Internationally, Taiwan’s rental model stands in stark contrast to peers facing similar urban pressures. In Germany, for instance, strong tenant protections include limits on rent increases, indefinite lease renewals, and strict regulations on eviction—policies that have contributed to a rental sector where over 50% of households choose to lease, not buy. Even in neighboring Japan, where homeownership remains culturally significant, recent reforms have introduced subsidies for long-term rentals and stricter guidelines against discriminatory tenant screening. Taiwan, by comparison, lacks a unified national rental law; instead, tenancy rights are governed by a patchwork of civil code provisions and local ordinances that vary widely in enforcement. The absence of a security deposit guarantee scheme—common in countries like Canada and the UK—further shifts financial risk onto tenants, who must absorb potential losses from disputes over wear and tear or early termination.
Yet Notice signs of change.

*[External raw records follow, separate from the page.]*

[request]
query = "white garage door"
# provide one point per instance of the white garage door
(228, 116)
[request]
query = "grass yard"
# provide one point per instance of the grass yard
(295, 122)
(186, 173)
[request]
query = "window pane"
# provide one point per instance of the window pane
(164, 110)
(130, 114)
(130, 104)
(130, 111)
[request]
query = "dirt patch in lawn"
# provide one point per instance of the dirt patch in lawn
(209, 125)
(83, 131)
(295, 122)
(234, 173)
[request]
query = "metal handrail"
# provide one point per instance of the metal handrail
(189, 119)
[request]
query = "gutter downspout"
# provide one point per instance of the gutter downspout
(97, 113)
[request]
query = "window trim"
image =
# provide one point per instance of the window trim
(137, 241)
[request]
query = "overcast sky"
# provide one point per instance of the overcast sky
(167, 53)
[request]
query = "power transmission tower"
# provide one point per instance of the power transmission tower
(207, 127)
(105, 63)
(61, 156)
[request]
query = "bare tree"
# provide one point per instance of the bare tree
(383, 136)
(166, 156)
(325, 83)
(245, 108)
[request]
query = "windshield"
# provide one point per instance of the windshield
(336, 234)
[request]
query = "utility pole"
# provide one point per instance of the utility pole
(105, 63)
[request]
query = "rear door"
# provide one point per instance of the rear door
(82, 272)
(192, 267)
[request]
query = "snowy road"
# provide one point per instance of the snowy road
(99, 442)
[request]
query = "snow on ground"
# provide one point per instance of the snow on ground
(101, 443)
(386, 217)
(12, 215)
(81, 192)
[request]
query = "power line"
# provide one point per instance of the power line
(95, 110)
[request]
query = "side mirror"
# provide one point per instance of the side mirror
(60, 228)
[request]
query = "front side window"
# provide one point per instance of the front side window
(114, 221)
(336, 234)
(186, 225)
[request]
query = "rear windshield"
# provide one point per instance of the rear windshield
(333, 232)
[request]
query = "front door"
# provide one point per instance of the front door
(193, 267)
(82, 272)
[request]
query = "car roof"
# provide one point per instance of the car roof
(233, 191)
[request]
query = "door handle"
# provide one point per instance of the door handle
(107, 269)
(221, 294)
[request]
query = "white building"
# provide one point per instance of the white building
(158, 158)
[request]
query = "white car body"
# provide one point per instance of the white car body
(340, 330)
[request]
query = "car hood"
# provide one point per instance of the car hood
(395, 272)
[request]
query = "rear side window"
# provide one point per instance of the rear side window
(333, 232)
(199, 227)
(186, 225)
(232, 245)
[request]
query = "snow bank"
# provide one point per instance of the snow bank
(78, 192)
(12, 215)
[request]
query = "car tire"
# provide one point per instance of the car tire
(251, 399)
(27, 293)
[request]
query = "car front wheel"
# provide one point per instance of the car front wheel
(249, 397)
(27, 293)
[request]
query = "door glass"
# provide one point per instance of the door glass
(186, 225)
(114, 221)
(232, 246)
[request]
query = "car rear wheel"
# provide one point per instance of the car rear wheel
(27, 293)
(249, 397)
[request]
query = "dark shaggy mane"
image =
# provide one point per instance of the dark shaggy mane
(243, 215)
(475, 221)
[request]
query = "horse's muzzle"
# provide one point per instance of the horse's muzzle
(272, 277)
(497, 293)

Housing advocacy groups such as the Taiwan Tenants Union and the Homemakers United Foundation have begun lobbying for reforms, including the introduction of a standardized rental contract, caps on security deposits, and incentives for landlords who offer long-term, unfurnished leases. In early 2025, the Legislative Yuan heard testimony on a proposed Residential Tenancy Act that would, among other things, prohibit landlords from rejecting tenants based on lifestyle choices like cooking habits or pet ownership—provided they do not cause demonstrable damage. While the bill has not yet advanced, its introduction signals growing recognition that the current system is unsustainable. As one housing policy analyst at the Taiwan Competitiveness Forum noted, “If Taiwan wants to remain competitive in attracting global talent—especially in sectors like semiconductors and green energy—it needs a housing market that doesn’t treat every tenant as a temporary liability.”
“We’re not asking to dismantle the market for homeowners. We’re asking for a rental sector that doesn’t force people to choose between having a home and living like a human being.”
— Chen Wei-lun, Policy Director, Taiwan Tenants Union
The takeaway from 蕾菈’s experience is not that celebrities face unique hardships, but that her struggle mirrors a quiet crisis affecting hundreds of thousands of ordinary renters. When someone with a NT$80,000 monthly budget cannot find a place to cook a meal or sign a two-year lease, the problem isn’t affordability—it’s design. Taiwan’s housing ecosystem has been meticulously calibrated to protect property values and facilitate ownership, but at the expense of dignity, stability, and choice for those who rent. Fixing this won’t require abolishing the cultural preference for homeownership—it will demand reimagining rental housing not as a temporary compromise, but as a legitimate, respected long-term option. Until then, stories like hers will keep surfacing—not as gossip, but as warnings from a market that has forgotten how to serve the people who live in it.
What would it take for Taiwan to build a rental market where tenants aren’t screened for their lifestyles, but welcomed for their reliability? And if we continue to treat housing as an investment first and a home second, who exactly are we building these cities for?